Similar setting with previous work ErrorRadar #10

StupidBuluchacha · 2025-01-10T14:40:11Z

Hi ProcessBench Team,

I am the author of the paper 'ErrorRadar: Benchmarking Complex Mathematical Reasoning of Multimodal Large Language Models Via Error Detection' (https://arxiv.org/abs/2410.04509), which was uploaded on arXiv in October 2024.

We believe ProcessBench is a solid work with good motivation, but it seems to share a highly similar task setting with ErrorRadar - Error Identification in Mathematical Reasoning. Thus, we wonder if your team should discuss and/or compare ErrorRadar in the Intro/Related Work section, as a thorough review of this line of research for our community. Emphasis on the similarities and differences among them would be more appropriate for a fair comparison.

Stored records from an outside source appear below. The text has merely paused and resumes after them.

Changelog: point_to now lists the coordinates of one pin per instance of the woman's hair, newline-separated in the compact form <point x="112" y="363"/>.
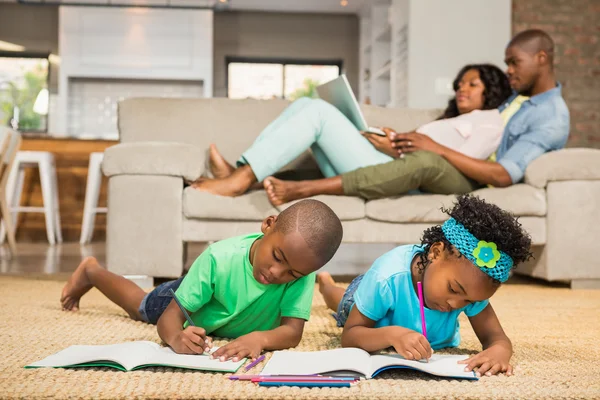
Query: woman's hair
<point x="486" y="222"/>
<point x="497" y="88"/>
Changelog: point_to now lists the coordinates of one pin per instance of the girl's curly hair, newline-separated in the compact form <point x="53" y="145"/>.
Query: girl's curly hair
<point x="497" y="88"/>
<point x="486" y="222"/>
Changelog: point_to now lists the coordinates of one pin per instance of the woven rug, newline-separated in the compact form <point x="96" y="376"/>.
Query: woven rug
<point x="555" y="331"/>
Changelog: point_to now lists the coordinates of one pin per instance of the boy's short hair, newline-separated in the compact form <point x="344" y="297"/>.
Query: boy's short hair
<point x="318" y="225"/>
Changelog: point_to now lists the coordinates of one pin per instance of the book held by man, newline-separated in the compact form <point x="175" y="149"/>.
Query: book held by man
<point x="353" y="361"/>
<point x="132" y="356"/>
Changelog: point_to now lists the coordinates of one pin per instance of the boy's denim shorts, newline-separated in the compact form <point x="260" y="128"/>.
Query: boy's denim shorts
<point x="347" y="302"/>
<point x="155" y="302"/>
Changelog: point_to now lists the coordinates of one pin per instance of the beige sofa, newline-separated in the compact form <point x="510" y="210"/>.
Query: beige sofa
<point x="163" y="141"/>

Besides, our team also released a survey named 'A Survey of Mathematical Reasoning in the Era of Multimodal Large Language Model: Benchmark, Method & Challenges' (https://arxiv.org/abs/2412.11936) in December last year. After discussion, we will update ProcessBench in the next version, considering its research values. But we may not require you to cite this survey, because they are basically parallel works (i.e., the time interval of arxiv uploading is less than one month), so it depends on you for this survey.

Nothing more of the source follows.